World news
18 April 2018

Tax planning may be subject to reporting duty

In mid-March, the ECOFIN Council reached political agreement on the rules requiring intermediaries (tax advisors, attorneys, other advisors) or taxpayers to disclose information on potentially aggressive cross-border tax planning arrangements. This information will subsequently be part of the international exchange of information. The new rules will be incorporated into the Directive on Administrative Cooperation in the Field of Taxation (DAC), in particular into its sixth amendment: DAC6.

Václav Baňka
Lenka Fialková

In principle, the directive should apply to all types of direct taxes imposed by the member states, but not to VAT, excise duties, customs and mandatory social security premiums.


The directive’s central term arrangement is not defined in the proposed text, leaving room for various interpretations. It is therefore important to find out how the directive’s provisions will actually be transposed into Czech legislation. Cross-border transactions are subject to the reporting duty if they meet one or more characteristic features (or so-called hallmarks) specified in an appendix to the directive. The arrangement will be tested for some hallmarks while also performing the principal benefit of an arrangement test. This test will generally be deemed positive if it can be determined that the principal benefit or one of the principal benefits arising from the particular arrangement is obtaining a tax advantage. In addition to the principal benefit test, the features that may present a strong indication of aggressive tax planning or the undermining of reporting obligations include, e.g., the taxpayer’s obligation to keep the agreement confidential, the artificial use of a loss-making corporation, payments from states or via states offering preferential tax regimes, etc. The existence of certain features will give rise to the duty to report such an arrangement even without it meeting the principal benefit test. This involves, for example, some arrangements relating to transfer pricing and other situations. 


The reporting duty is sometimes transferred from intermediaries to taxpayers, e.g., where the intermediary’s reservation applicable to a specific profession prevents it from reporting information (e.g. the duty to maintain confidentiality, most likely) or where the taxpayer implements a reportable arrangement without an intermediary’s assistance.

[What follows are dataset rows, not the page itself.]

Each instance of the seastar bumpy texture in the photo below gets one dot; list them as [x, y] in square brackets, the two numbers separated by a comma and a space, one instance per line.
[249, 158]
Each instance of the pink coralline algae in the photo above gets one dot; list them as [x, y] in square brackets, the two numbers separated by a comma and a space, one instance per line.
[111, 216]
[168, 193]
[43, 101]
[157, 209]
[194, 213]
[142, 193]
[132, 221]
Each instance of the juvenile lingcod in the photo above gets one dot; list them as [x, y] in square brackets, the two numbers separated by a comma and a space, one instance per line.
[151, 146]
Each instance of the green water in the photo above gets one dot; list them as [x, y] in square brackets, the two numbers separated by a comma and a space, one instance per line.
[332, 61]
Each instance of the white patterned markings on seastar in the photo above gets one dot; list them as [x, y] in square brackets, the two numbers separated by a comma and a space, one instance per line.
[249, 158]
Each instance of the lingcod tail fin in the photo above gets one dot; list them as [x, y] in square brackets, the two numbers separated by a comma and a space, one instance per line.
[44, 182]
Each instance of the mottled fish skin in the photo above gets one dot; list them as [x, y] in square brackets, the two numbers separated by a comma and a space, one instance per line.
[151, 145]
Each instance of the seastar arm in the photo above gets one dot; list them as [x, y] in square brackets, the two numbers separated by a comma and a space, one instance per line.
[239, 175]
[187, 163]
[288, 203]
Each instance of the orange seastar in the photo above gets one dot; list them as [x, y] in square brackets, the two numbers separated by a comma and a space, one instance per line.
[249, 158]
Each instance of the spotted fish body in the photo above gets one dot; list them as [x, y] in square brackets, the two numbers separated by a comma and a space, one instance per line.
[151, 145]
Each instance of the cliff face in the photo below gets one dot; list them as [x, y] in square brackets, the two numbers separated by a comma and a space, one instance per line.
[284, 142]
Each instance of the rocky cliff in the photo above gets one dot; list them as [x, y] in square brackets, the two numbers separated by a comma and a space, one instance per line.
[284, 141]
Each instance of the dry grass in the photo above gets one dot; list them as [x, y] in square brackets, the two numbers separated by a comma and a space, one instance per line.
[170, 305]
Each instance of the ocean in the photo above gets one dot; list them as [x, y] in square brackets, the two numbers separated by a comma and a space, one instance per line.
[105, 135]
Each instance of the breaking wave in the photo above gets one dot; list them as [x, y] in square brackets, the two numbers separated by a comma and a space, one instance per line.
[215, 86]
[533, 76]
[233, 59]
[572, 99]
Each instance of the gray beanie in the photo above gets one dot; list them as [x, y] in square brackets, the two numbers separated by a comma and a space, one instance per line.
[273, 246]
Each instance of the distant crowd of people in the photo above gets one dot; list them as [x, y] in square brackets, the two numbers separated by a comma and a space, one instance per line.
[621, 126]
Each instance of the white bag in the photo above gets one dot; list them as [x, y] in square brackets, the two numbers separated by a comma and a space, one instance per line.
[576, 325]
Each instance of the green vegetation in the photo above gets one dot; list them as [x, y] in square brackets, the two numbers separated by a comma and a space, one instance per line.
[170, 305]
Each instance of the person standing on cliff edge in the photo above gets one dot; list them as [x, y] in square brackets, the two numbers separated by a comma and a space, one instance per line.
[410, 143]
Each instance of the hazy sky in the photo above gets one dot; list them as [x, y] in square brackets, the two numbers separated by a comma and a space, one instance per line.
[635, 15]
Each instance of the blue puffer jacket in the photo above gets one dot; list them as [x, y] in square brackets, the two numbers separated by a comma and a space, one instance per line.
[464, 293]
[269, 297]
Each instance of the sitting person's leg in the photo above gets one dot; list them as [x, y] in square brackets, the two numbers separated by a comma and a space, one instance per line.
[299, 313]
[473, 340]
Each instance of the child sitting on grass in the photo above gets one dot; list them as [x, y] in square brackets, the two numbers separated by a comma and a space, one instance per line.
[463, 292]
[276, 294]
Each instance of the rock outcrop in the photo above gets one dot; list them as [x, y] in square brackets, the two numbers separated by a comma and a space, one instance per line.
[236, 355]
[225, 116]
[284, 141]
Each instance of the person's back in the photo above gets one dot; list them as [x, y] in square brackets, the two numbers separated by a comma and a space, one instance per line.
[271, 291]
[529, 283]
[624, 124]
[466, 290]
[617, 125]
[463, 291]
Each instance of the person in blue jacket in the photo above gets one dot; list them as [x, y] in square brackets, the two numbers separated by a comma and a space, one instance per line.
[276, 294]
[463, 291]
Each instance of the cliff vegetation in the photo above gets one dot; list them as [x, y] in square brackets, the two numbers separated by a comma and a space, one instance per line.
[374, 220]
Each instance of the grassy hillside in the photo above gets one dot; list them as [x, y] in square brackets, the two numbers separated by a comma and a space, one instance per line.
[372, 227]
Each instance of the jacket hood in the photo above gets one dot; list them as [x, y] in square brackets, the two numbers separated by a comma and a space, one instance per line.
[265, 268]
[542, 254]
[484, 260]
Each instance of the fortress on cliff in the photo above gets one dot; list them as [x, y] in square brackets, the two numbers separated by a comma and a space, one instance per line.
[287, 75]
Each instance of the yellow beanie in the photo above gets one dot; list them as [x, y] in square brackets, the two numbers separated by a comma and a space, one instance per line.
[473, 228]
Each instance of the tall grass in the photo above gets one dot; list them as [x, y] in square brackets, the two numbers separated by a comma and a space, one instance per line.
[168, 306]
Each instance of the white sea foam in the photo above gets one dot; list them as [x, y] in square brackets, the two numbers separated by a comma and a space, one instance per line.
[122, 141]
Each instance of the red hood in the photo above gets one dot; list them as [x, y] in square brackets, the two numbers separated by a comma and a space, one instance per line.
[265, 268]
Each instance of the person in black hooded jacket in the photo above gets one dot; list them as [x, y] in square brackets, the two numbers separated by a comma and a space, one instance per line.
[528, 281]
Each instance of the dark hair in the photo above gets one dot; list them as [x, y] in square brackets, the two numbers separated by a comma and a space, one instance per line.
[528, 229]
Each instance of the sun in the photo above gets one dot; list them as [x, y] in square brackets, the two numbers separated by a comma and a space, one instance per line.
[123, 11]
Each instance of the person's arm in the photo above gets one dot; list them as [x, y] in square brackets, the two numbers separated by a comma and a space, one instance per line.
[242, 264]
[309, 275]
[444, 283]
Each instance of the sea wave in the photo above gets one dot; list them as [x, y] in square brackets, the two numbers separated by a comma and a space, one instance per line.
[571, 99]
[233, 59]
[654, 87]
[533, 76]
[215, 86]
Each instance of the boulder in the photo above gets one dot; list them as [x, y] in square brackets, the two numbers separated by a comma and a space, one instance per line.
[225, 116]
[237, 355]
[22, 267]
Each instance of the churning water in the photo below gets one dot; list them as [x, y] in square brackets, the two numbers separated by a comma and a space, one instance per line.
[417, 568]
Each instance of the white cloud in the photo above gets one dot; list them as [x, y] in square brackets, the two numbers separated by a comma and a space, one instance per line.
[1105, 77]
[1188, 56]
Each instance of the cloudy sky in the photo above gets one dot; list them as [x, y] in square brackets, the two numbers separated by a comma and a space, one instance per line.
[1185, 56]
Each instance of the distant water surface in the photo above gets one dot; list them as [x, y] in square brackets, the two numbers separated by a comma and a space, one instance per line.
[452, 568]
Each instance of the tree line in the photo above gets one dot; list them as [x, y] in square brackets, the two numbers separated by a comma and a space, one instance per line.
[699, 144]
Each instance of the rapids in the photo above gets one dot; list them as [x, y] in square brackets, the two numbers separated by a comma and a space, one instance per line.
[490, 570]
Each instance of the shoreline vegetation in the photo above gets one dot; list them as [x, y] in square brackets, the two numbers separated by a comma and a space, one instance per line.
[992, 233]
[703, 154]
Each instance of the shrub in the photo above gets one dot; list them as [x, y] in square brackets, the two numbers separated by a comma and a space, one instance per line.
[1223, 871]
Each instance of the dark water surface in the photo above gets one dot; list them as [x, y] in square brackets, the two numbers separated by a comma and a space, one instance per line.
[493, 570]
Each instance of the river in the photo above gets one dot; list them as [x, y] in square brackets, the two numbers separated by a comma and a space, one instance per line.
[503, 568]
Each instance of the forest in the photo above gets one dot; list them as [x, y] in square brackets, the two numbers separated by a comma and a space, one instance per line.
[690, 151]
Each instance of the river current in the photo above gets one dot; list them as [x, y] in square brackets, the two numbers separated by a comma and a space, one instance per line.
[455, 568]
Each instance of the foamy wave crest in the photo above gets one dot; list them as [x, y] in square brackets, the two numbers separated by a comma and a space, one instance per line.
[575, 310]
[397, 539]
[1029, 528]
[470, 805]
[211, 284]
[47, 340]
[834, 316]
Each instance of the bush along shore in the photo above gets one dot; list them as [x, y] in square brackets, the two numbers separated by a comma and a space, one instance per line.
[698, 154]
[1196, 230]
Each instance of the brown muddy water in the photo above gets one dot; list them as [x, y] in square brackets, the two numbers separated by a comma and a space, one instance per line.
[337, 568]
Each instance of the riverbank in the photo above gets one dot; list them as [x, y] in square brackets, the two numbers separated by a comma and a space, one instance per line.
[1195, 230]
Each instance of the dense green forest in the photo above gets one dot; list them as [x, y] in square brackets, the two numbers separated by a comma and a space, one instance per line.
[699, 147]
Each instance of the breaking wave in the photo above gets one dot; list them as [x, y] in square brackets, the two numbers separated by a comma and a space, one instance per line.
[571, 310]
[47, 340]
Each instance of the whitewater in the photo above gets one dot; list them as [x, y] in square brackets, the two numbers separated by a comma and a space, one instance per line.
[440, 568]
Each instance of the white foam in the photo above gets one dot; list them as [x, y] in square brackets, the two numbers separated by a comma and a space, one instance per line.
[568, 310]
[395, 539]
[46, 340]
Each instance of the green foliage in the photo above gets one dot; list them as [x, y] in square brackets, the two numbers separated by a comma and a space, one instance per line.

The March version of the text changed after certain states expressed their concern regarding the broad extent of reported information:

  • The definition of an intermediary has been extended and clarified: the intermediary is defined as any person who designs, markets, organises, makes available for implementation or manages the implementation of any reportable cross-border arrangement and any person who knows or could reasonably be expected to know that they have undertaken to provide assistance with respect to a reportable arrangement.
  • For potential multiple reporting, the text elaborates that the reporting duty applies to all parties concerned, with the exception of situations in which liable persons prove that an arrangement has already been reported by another liable person. 
  • The text also further explains that if the member state does not immediately respond to the reported information, it does not mean that it automatically agrees with the arrangement and considers it valid.
  • While proposed in the original text, retroactivity has been restricted. Nonetheless, it is necessary to begin assessing arrangements implemented on the twentieth day after DAC 6 is published in the EU Official Journal.
  • The deadline within which information about the arrangement must be disclosed has been prolonged to thirty days from the original five days after an arrangement’s implementation date. 
  • The European Commission’s authority to alter the characteristic features in the appendix has been excluded from the text. Instead, the EC will evaluate and propose changes to the features every two years.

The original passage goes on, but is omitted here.